Customize VS Code in 2026: Themes, Icons & UI Tweaks

Updated on January 10, 2026 4 minutes read


Visual Studio Code (VS Code) is popular because it stays lightweight while covering most daily development needs. A few visual tweaks can improve readability, reduce friction, and help you move faster in large projects.

Customization in 2026 is not only about style. It is also a practical way to make your workspace consistent across devices and easier to navigate.

Where customization lives in VS Code

Most appearance changes are controlled through Settings and can be applied at two levels: User settings (for everything) and Workspace settings (for the current project only).

Open Settings with Ctrl + , (Windows/Linux) or Cmd + , (macOS).
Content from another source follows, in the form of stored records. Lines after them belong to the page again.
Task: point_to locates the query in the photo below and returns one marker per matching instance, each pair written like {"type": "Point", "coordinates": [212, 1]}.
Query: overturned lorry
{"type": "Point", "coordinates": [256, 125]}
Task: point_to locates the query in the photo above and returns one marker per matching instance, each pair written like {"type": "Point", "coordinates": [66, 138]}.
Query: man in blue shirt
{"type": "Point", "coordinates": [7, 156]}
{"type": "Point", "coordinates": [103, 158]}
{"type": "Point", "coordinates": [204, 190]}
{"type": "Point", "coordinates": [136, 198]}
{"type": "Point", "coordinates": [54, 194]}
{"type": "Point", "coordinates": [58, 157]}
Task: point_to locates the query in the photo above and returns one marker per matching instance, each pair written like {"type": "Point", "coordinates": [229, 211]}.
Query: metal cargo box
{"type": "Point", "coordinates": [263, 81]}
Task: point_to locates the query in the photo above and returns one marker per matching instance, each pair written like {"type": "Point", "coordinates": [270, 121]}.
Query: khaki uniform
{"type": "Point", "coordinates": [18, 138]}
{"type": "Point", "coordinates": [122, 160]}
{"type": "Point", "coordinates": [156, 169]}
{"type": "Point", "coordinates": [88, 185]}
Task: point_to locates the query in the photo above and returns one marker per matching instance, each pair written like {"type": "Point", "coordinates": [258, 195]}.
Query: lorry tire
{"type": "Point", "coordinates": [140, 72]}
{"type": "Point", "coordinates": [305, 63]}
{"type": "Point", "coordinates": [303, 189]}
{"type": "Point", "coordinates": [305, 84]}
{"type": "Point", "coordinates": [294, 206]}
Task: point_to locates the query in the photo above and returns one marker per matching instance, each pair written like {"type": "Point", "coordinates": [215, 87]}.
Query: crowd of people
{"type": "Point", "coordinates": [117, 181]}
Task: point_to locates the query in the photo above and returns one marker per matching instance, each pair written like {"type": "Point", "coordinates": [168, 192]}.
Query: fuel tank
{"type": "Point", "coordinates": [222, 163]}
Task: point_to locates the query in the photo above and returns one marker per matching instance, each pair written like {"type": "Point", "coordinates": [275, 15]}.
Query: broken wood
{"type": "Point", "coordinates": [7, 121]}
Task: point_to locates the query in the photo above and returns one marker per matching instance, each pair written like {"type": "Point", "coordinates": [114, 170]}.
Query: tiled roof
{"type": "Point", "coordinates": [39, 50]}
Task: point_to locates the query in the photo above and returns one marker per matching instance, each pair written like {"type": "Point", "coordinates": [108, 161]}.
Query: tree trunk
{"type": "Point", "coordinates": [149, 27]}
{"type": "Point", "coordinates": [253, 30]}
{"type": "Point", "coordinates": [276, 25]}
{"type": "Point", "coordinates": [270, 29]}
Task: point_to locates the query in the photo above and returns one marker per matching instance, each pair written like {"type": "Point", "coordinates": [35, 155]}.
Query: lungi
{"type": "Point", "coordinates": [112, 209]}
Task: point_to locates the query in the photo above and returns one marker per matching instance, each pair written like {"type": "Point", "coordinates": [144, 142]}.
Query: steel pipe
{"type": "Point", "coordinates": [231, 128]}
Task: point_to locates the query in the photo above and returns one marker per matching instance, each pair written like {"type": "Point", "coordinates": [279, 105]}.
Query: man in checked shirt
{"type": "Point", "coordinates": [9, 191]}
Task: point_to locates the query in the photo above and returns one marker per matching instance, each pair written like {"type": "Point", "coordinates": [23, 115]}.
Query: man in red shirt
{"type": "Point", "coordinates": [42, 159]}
When you want more control, open settings.json and edit values directly.

Rule of thumb

Use User settings for fonts, layout, and your default theme. Use Workspace settings for project-specific preferences and per-project UI colors.

Icon themes

Make the file explorer easier to scan. VS Code lets you replace default file and folder icons with an icon theme. This can make big codebases easier to read at a glance, especially with many file types.

Install the Material Icon Theme extension

  1. Open the Extensions view: Ctrl + Shift + X / Cmd + Shift + X
  2. Search for Material Icon Theme
  3. Click Install

To enable it:

  1. Open the Command Palette: Ctrl + Shift + P / Cmd + Shift + P
  2. Run: Preferences: File Icon Theme
  3. Select: Material Icon Theme

Optional: product icon themes

If you want to change icons in the VS Code interface (Activity Bar icons and UI icons):

  1. Open the Command Palette
  2. Run: Preferences: Product Icon Theme
  3. Pick the theme you prefer

Color themes: choose a theme you can read for hours

A good theme keeps syntax highlighting readable without becoming noisy. VS Code includes built-in themes, and the Marketplace adds thousands more.

  1. Open Extensions
  2. Search for Night Owl
  3. Click Install

To enable it:

  1. Open the Command Palette
  2. Run: Preferences: Color Theme
  3. Select: Night Owl

If you prefer built-in options, try Dark+ or Light+. If you have eyestrain issues, consider a high-contrast variant and increase font size.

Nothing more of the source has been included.